Como tantas veces, sentía el llamado de su madre y corría para entrarse. Un chico callado pero obediente comentaba la gente. Corría como si de eso dependiera su vida. Pero esta vez fue distinto.

Se giró al oír el grito de su madre pero dudó por un momento. Dejó el autito de madera al que solía inventarle rueditas, se paró lentamente, limpió su pantaloncito y caminó sin apuro hacia la puerta que en esta ocasión no estaba entreabierta como siempre, sino cerrada. Desde que entró a la casa hasta que volvió a aparecer por la ventana de su pieza pasaron 30 minutos. 30 largos y silentes minutos.

De rodillas en el piso y con la témpera desparramada por toda su mano, parecía dibujar en un trance hipnótico. De un extremo a otro de la habitación. Desde el muro hasta la puerta, flores, animales, insectos comenzaron a decorar la pieza y los objetos de ella. Trazos sobre trazos se iban mezclando para formar un tapiz extraño.

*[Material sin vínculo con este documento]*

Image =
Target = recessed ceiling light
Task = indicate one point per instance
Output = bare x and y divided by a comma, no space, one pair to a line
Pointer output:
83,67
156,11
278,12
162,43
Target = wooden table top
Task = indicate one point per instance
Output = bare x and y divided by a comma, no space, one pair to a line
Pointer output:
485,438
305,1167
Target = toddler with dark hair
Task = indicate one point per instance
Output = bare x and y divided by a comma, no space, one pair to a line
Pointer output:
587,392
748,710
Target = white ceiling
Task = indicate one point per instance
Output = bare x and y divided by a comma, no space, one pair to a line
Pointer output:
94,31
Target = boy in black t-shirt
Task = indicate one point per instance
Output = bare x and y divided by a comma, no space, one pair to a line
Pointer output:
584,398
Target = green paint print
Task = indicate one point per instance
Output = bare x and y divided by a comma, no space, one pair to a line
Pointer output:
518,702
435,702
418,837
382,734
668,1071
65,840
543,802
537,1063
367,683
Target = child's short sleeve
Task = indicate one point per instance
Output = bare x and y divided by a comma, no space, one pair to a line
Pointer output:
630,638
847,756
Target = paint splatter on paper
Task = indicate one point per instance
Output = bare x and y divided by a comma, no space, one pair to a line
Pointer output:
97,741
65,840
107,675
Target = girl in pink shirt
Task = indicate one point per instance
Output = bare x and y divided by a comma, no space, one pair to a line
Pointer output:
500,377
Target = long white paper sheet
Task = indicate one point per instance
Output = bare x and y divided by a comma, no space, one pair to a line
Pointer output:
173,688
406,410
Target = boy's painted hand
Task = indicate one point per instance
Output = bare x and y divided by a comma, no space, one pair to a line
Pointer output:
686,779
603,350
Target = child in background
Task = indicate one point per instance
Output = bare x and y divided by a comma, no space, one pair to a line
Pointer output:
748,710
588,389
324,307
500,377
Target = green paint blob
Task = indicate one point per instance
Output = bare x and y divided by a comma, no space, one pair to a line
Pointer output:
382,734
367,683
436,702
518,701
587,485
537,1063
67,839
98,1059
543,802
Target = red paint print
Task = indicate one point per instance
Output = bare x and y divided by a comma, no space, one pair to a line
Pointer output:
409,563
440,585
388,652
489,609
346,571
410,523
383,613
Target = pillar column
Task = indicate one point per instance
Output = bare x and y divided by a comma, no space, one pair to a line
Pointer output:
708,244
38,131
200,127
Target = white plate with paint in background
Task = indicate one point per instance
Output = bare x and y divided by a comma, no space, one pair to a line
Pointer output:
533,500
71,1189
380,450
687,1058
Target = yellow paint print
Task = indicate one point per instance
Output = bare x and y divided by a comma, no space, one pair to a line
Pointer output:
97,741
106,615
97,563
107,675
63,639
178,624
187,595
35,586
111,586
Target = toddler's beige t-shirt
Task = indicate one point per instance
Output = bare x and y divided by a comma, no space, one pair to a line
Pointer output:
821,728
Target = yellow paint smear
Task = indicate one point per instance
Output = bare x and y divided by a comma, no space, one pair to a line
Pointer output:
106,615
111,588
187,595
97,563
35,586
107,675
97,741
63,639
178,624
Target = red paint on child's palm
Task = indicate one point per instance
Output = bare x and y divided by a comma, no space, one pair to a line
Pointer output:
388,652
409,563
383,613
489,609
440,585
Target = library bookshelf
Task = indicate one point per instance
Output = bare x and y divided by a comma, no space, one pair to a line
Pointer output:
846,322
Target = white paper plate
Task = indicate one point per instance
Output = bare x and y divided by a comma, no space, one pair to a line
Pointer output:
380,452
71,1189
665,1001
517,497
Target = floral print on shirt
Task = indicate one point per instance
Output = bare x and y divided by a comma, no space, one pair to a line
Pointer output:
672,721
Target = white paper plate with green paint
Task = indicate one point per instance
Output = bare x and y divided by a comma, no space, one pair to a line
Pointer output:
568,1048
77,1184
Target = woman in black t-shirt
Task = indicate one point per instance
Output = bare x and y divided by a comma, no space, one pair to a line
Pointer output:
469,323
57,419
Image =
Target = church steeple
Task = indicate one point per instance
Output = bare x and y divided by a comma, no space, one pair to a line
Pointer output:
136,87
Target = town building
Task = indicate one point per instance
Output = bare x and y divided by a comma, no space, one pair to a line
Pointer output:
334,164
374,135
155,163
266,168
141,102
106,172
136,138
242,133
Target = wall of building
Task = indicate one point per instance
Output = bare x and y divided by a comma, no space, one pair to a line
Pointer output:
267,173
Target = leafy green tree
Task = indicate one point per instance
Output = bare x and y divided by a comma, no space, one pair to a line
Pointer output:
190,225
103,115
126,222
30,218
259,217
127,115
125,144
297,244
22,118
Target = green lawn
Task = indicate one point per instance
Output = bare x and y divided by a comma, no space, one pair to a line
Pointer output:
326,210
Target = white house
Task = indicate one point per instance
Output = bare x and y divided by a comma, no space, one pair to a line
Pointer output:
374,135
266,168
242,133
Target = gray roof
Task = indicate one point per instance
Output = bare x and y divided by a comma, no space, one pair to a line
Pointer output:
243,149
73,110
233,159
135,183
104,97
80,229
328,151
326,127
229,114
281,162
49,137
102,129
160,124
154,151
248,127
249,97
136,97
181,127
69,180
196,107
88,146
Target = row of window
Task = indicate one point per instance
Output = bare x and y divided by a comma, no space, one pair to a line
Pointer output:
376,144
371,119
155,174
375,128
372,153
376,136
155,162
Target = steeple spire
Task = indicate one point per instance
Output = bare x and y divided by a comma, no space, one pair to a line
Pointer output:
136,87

De pronto, se detuvo y miró un espacio sin pintar justo abajo al lado de su cama. Sintió un ruido, miró ahora hacia atrás y, volvió su mirada al espacio en blanco. Pensó, bajó su mirada, untó sus dedos de púrpura y siguió pintando en el mismo lugar en que estaba.

Los espacios vacíos provocaban en él una especie de angustia tal que esparcía en sus manos los colores que estuvieran a su alcance y desordenadamente comenzaba a dibujar animales y formas. En cualquier lugar menos al otro lado de su cama. Abajo.

A momentos, la sinfonía cromática en las paredes, dibujaban en él una leve sonrisa. Se transformaba en carcajadas cuando pasaba su mano por los muros y las formas se desfiguraban. Primero una mano untada en un color y luego la otra en otro color para crear nuevas formas. Nuevas formas, nuevas risas.

Su cara se tiñó de negro cuando escuchó ruidos afuera. Creyó escuchar la voz de su madre. Parado, quieto e inquieto y con las manos goteando el carmesí, caminó lentamente hacia la puerta y sin soltar la manilla giró hacia atrás y miró hacia el piso de la cocina. Vió el cuchillo pintado de rojo y el cuerpo de su padre bajo el filo. Terminó de abrir la puerta por completo, esperó un momento y caminó a recoger su autito que, raído por las últimas lluvias, esperaba a que el chico jugara a buscarle ruedas.

1405 fue la hora en que por última vez caminé hacia mi casa al escuchar el grito desgarrador de mi madre que me llamaba.